Reproducible Research: Course Project 2

C. Saquel
8 November 2018

Sinopsys

Storms and other severe weather events can cause public health and economic problems for communities and municipalities. Many serious events can cause deaths, injuries and property damage, and the prevention of such results as much as possible is a key concern.

This project involves exploring the storm database of the National Oceanic and Atmospheric Administration of the United States (NOAA). This database tracks the characteristics of major storms and weather events in the United States, including when and where they occur, as well as estimates of deaths, injuries and property damage.

The following are the most significant events with respect to the damage to the health of the population and the greatest economic consequences.

Data Processing

The data corresponds to a database that contains climatic events that occurred in the United States between 1950 and the year 2011. You can download the file from the website:

Storm Data

There is also some documentation of the database available. Here you will find how some of the variables are constructed/defined.:

url <- "https://d396qusza40orc.cloudfront.net/repdata%2Fdata%2FStormData.csv.bz2"
folder <- "C:/Users/HP/Documents/Data Science/Reproducible Research/Week 4/Project"
setwd(folder)
download.file(url, "StormData.csv.bz2")
StormData <- read.csv("StormData.csv.bz2")

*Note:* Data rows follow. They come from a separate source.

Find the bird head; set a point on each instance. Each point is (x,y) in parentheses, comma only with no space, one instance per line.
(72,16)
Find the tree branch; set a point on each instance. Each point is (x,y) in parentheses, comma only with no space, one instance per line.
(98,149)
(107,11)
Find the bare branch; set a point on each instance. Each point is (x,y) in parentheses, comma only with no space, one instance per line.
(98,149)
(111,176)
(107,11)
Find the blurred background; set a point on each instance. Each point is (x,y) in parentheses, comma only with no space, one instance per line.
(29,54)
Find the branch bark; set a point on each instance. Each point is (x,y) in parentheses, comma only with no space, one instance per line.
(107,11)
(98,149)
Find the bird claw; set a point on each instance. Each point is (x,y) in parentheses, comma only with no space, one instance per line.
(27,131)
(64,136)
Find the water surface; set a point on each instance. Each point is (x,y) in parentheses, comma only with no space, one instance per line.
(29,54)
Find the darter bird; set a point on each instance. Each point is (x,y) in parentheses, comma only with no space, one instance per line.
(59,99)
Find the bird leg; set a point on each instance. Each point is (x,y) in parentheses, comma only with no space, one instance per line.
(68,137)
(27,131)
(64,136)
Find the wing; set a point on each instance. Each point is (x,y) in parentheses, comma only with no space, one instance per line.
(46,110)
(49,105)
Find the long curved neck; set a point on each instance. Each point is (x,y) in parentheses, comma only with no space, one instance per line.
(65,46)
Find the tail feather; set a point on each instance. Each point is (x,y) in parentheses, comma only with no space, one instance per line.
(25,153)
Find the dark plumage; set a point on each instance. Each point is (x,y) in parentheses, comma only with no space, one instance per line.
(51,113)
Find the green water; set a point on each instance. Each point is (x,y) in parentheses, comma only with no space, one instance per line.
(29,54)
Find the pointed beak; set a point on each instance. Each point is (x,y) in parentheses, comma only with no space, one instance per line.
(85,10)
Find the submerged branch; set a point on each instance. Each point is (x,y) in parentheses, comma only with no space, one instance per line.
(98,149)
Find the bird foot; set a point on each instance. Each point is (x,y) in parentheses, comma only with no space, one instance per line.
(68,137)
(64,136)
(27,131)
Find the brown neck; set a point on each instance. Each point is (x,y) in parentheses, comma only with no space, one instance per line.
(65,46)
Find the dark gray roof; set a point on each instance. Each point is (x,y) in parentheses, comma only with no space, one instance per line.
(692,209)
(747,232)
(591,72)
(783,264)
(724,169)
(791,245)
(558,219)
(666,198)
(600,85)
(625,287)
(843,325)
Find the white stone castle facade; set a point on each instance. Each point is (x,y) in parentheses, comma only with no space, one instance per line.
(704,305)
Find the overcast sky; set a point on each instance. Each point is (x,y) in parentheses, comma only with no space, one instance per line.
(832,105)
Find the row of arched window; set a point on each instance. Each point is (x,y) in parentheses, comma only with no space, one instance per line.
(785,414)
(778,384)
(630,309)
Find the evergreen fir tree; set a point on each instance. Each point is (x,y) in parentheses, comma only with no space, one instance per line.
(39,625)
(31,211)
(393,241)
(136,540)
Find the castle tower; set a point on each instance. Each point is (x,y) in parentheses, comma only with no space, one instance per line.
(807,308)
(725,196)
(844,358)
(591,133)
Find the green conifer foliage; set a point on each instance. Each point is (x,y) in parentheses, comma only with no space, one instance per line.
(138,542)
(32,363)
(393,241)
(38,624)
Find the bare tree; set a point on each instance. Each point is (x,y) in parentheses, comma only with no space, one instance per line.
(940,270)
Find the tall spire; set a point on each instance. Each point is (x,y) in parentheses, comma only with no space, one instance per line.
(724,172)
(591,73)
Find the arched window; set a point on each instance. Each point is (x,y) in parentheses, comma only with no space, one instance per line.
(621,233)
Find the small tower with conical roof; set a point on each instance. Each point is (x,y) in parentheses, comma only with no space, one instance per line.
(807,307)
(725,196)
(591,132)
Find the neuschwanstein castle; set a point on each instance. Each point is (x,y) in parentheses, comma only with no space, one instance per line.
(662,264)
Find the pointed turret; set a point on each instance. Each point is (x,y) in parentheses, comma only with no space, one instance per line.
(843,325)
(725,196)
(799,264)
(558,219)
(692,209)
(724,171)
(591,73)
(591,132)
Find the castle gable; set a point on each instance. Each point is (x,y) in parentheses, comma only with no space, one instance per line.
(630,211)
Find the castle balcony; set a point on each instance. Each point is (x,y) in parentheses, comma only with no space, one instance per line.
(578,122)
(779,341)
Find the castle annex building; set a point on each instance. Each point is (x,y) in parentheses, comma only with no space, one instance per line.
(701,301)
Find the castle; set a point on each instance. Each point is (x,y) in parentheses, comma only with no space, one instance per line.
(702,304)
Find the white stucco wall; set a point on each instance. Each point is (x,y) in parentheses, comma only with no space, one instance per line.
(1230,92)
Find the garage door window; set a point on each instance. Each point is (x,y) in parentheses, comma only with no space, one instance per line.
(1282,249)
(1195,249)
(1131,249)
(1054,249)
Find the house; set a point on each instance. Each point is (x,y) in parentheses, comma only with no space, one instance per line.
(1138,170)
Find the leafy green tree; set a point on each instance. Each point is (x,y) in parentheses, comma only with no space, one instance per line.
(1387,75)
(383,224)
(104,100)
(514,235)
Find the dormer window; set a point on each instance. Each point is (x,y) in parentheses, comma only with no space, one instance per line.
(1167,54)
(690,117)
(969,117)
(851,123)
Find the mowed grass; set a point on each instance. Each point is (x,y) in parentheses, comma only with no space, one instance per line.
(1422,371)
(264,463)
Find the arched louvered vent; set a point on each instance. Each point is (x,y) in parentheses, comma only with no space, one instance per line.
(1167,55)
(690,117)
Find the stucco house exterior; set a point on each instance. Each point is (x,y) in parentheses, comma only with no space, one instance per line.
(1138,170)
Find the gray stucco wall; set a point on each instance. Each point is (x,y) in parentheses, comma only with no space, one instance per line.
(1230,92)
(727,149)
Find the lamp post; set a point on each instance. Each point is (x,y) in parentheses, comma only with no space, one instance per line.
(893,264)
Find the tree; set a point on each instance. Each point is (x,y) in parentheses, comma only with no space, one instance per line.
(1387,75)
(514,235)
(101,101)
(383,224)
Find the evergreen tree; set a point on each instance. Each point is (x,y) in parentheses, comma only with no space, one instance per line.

Once the data has been downloaded, we can see the variables it contains:

names(StormData)

##  [1] "STATE__"    "BGN_DATE"   "BGN_TIME"   "TIME_ZONE"  "COUNTY"    
##  [6] "COUNTYNAME" "STATE"      "EVTYPE"     "BGN_RANGE"  "BGN_AZI"   
## [11] "BGN_LOCATI" "END_DATE"   "END_TIME"   "COUNTY_END" "COUNTYENDN"
## [16] "END_RANGE"  "END_AZI"    "END_LOCATI" "LENGTH"     "WIDTH"     
## [21] "F"          "MAG"        "FATALITIES" "INJURIES"   "PROPDMG"   
## [26] "PROPDMGEXP" "CROPDMG"    "CROPDMGEXP" "WFO"        "STATEOFFIC"
## [31] "ZONENAMES"  "LATITUDE"   "LONGITUDE"  "LATITUDE_E" "LONGITUDE_"
## [36] "REMARKS"    "REFNUM"

From these data we will select the ones that interest us:

EVTYPE
FATALITIES
INJURIES
PROPDMG
PROPDMGEXP
CROPDMG
CROPDMGEXP

Then we select the data associated with the damage to the health of the population and the greatest economic consequences, in the variables DataMostHarmful and DataEconConseq respectively. In addition we make lowercase the names of the variables.

library(dplyr)
namesSD <- names(StormData)
DataMostHarmful <- select(StormData,namesSD[c(8,23:24)])
names(DataMostHarmful) <- tolower(names(DataMostHarmful))
DataEconConseq <- select(StormData,namesSD[c(8,25:28)])
names(DataEconConseq) <- tolower(names(DataEconConseq))

Then the data of fatalities and injuries are grouped and ordered according to the type of event (evtype).

MostHarmful <- summarise(group_by(DataMostHarmful, evtype), fatalities = sum(fatalities, na.rm = TRUE), injuries = sum(injuries, na.rm = TRUE))
MostHarmfulFat <- arrange(MostHarmful,desc(fatalities))
MostHarmfulInj <- arrange(MostHarmful,desc(injuries))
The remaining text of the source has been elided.